The numbers tell the story clearly: with 93.3% of ballots counted, Keiko Fujimori leads at 17.06%, Roberto Sánchez holds second at 12.00%, and López Aliaga sits third at 11.92% — a gap of roughly 13,000 votes that is expected to widen as remaining ballots arrive from southern highland regions where Sánchez dominates.
The Peru Election Protests Playbook Echoes Across the Americas
López Aliaga — the billionaire hotel and railway magnate who styled himself as Peru’s answer to Trump and Milei — has deployed a post-election strategy that will look familiar to anyone who has watched contested elections in the United States, Brazil, or Bolivia in recent years. He has called the ONPE chief “a criminal,” told supporters to prepare for “insurgency,” compared the count to Venezuelan-style fraud, and offered cash bounties to electoral workers who provide evidence of manipulation.
The bounty offer — 20,000 soles (US$5,800) posted to his social media accounts before being deleted — was especially notable. It amounted to an open solicitation for fabricated evidence from the very officials responsible for counting the vote. Sánchez responded by threatening to call his own mobilization if “political actors insist with the fraud narrative despite having no proof.”
What the Institutions Are Saying
Peru’s prosecutor general Tomás Gálvez said publicly that he has “not identified any question of fraud or any cause for nullity.” JNE president Roberto Burneo acknowledged “serious irregularities” in the election’s organization — particularly delays in opening polling stations and problems with the ballot distribution contract with supplier Galaga — but distinguished between logistical failures and vote manipulation. The JNE has 5,766 challenged ballots under review by 60 special electoral juries, with final results possibly not arriving until mid-May.

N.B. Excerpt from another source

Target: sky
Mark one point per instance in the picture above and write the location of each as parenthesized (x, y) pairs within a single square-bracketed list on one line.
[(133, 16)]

The police have been ordered to increase security at airports, borders, and checkpoints to prevent a potential flight by the ONPE chief Piero Corvetto — an extraordinary measure that underscores the institutional tension even as the fraud narrative lacks evidence. López Aliaga’s own earlier statement that he would “not recognize any result even if he is the one who advances to the runoff” reveals the strategy: delegitimize the process regardless of outcome.
What This Means for the June 7 Runoff
If the count holds — and every official indicator says it will — Peru faces a Fujimori-vs-Sánchez runoff that pits institutional conservatism against the left-wing successor to Pedro Castillo’s movement. For copper markets, mining investors, and the region’s geopolitical alignment, the shift from a guaranteed right-right runoff to a right-left contest introduces uncertainty that has already repriced Peruvian risk assets.
López Aliaga’s street strategy is unlikely to change the arithmetic but may succeed in poisoning the legitimacy of whoever wins. In a country that has seen six presidents in five years and a congressional impeachment machine that destroyed every administration since 2016, institutional trust was already fragile. Saturday’s 3,000-person protest is small by Latin American standards — but in a country this unstable, even small fires can spread.